Solarthermie

Die Solarthermie, d.h. die aktive Ausnutzung der thermischen Kraft der Sonne (im Unterschied zur passiven Sonnenenergienutzung), besteht darin, dass die Wärme der Sonne über Kollektoren (Sonnen- oder Solarkollektoren) auf dem Dach und über einen Wärmetauscher an das hauseigene Heiz- und Brauchwassersystem (über einen Zwischenspeicher) weitergeben wird.
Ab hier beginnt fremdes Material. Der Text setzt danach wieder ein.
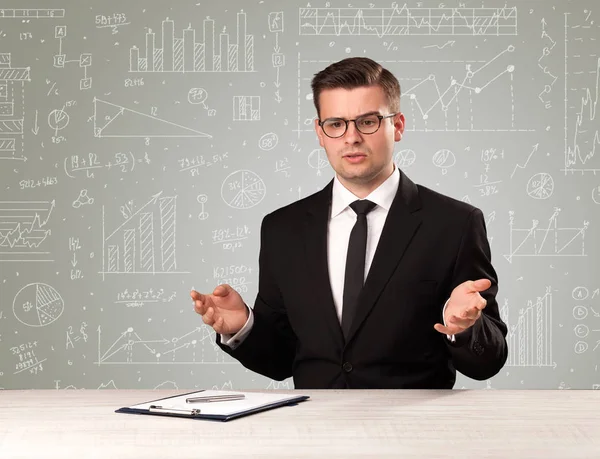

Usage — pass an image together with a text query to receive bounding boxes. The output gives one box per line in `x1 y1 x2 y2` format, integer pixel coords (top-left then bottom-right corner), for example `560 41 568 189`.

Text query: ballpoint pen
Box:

Je nach Bauart unterscheidet man u.a.

  • Flachkollektoren sind die gebräuchlichsten Kollektoren. Sie sind in der Herstellung sehr preisgünstig, es treten aber bei relativ hohen Absorbertemperaturen (Absorber ist die Flüssigkeit, die die Sonnenwärme als erste absorbiert/aufnimmt) größere Wärmeverluste auf, sodass bei gleichem Energiebedarf eine größere Kollektorfläche erforderlich wird.
  • Um die Wärmeverluste an die Umgebung zu verringern, sind die Gehäuse der Vakuumflachkollektoren evakuiert (d.h. luftleer). Durch die Unterbindung des konvektiven Wärmetransports zwischen Absorber und Gehäuse wird eine sehr gute Wärmedämmung erreicht.
  • Bei Vakuum-Röhrenkollektoren ist der Absorber direkt in eine evakuierte Glasröhre eingebaut.

Die technische Entwicklung der Solarthermie, d.h. letztlich die Optimierung der Energieausnutzung und die Entwicklung der Preise sind noch längst nicht abgeschlossen. Gefördert wird der Einsatz der Solarthermie durch eine sog. Öko-Zulage. Für innovative Projekte gibt es weitere Fördermittel (EU, Land, Kommune).